The TIES Strategy: Information and Decision Sciences Faculty Articulate New Directions for Curriculum and Research
Executive Advisory Board for Curriculum and IDSc Faculty Major Forces in the Change
Since the heyday of e-commerce and the DotCom firms, the IS jobs market and the demand for IT capital in the American business economy have fallen sharply. As a result of this, many leading business schools have seen their MBA and Undergraduate IS concentration enrollments plummet, and waning interest on the part of leading firms to recruit their graduates.
The Carlson School of Management, which offers an Information Systems and Technology Portfolio, a Consulting Enterprise and an Undergraduate IS Concentration has not been immune to these trends in the market, despite its top 5 ranking for IS at the MBA and Undergraduate levels. These changes in the market have challenged the faculty to rethink "relevance" in the curriculum that the Information Systems and Decision Sciences Department offers, from the point of view of students whose continuing interest is to do as well as they can in the job market.
Every six weeks or so, the MISRC hosts meetings of the Information and Decision Science (IDSc) Department's Executive Advisory Board for Curriculum (EABC). The model for this board during the past several years was established by Jennifer Samson (Guidant Corporation), Les Wanninger (past Information Industry Initiative Director and MISRC Co-Director) and Rob Kauffman (past Co-Director and current MISRC Director). Their shared vision was to operate the EABC with external leadership—in particular, an external chair—to ensure that its agenda would be industry-led, in lieu of university-led. The idea was to make the advisory influence of the board direct and immediate, so that it would be a greater force in influencing IDSc faculty to make positive, market-responsive changes in their individual courses.

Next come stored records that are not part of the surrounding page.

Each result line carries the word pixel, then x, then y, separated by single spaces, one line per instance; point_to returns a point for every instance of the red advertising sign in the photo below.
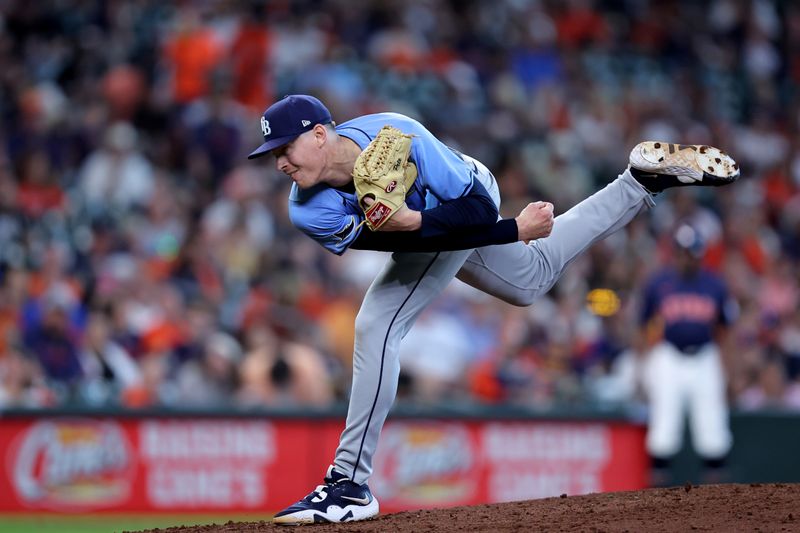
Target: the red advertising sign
pixel 259 465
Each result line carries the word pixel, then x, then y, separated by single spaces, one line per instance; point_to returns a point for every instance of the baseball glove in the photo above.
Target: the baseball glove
pixel 384 173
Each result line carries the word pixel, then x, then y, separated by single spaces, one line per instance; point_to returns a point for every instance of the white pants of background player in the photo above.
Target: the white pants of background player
pixel 516 273
pixel 679 384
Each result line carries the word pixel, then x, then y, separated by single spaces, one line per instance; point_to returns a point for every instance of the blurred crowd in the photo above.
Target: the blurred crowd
pixel 144 262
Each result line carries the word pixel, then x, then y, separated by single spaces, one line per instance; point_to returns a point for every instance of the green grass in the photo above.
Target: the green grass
pixel 48 523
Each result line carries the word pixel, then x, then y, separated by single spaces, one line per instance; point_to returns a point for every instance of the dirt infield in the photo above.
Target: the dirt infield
pixel 723 508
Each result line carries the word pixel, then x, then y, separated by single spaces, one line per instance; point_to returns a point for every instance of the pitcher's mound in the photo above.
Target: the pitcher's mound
pixel 723 508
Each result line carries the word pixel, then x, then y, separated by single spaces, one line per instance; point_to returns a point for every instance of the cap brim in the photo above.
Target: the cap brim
pixel 271 145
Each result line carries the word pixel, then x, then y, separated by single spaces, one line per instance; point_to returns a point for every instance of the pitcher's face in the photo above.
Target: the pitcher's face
pixel 303 159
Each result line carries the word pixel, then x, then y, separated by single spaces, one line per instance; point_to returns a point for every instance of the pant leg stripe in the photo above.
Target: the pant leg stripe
pixel 383 355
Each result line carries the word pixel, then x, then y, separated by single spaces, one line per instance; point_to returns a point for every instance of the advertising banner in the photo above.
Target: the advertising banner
pixel 79 465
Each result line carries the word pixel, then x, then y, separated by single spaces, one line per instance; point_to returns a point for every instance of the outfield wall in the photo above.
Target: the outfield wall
pixel 76 461
pixel 79 463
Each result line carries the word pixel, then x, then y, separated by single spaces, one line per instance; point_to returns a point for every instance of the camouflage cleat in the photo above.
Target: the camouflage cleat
pixel 658 165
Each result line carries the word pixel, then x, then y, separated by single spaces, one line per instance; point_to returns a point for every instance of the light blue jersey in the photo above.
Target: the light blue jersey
pixel 331 216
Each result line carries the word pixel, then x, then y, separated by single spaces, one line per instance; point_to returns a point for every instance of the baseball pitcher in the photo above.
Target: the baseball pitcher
pixel 384 182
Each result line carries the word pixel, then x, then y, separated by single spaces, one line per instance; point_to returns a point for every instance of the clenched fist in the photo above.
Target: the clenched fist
pixel 535 221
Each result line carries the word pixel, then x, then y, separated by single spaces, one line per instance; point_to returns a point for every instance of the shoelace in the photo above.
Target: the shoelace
pixel 320 488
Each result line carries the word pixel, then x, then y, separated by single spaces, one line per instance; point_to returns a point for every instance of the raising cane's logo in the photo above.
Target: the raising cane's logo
pixel 426 464
pixel 74 464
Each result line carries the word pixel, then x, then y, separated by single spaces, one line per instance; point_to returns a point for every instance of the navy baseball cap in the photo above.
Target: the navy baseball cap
pixel 287 119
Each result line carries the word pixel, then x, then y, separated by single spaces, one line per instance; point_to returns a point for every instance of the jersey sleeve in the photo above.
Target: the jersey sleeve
pixel 445 175
pixel 333 228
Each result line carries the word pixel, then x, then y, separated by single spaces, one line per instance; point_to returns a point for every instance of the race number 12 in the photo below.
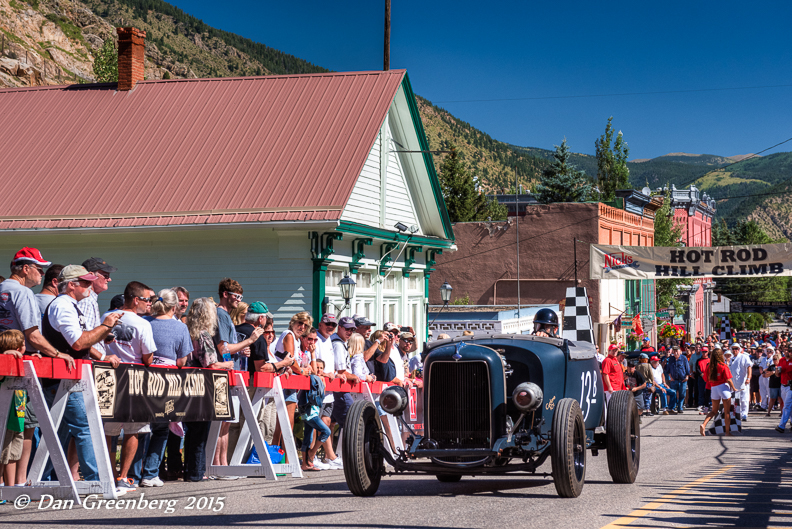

Through the work of EABC Chair, Mike McFarlane (Cargill Inc.), with vigorous input from other EABC members (representing the Twin Cities firms Guidant, 3M, Supervalu, General Mills, IBM, Syntegra, Cargill, Minnesota Life, Unisys, Thomson West, Marsh Risk Consulting, Mayo Foundation, and Hexaware). The IDSc Department has largely realized the envisioned positive impacts. During the past couple years, the EABC encouraged the IDSc faculty to broaden the department's curriculum to more fully address issues of integration across the business disciplines through technology, the role of enterprise systems and the importance of outsourcing and offshoring, business intelligence and technology in supply chain management contexts. The results have been dramatic.
On the basis of the EABC discussions, consultation and fact-finding by IDSc faculty on the activities of other business school IS departments around the United States , the IDSc Department debated a repositioning of its curriculum. It worked towards articulating a strategy that would provide a new basis for making strong contributions to the Carlson School 's teaching mission and the Twin Cities business community, as well as capture the essence of the portfolio of research and teaching activities that faculty are undertaking.
This strategy is called "TIES."
TIES means "technology, information, economics and strategy," which characterizes the essential building blocks of the research and teaching capabilities of the IDSc Department's faculty.
- "Technology" reflects their knowledge of infrastructure, software development, decision support systems, and emerging technologies. It also points to the Design Science and Computer Science disciplines that underlie some of the department's leading research.
- "Information" emphasizes information as an endowment or as a commodity for using in managerial decision making. It's intended to capture the Decision Science, Behavioral Science and Cognitive Science disciplines where we have significant faculty capabilities.
- "Economics" points to the economic issues, and the need for managers to understand firm, industry, market and economy levels of analysis involving IT, technology standards, emerging technologies, and shifting bases for competition. Its referent disciplines are Managerial Economics and Management Science, where we also have built considerable faculty strength in the past 10 years.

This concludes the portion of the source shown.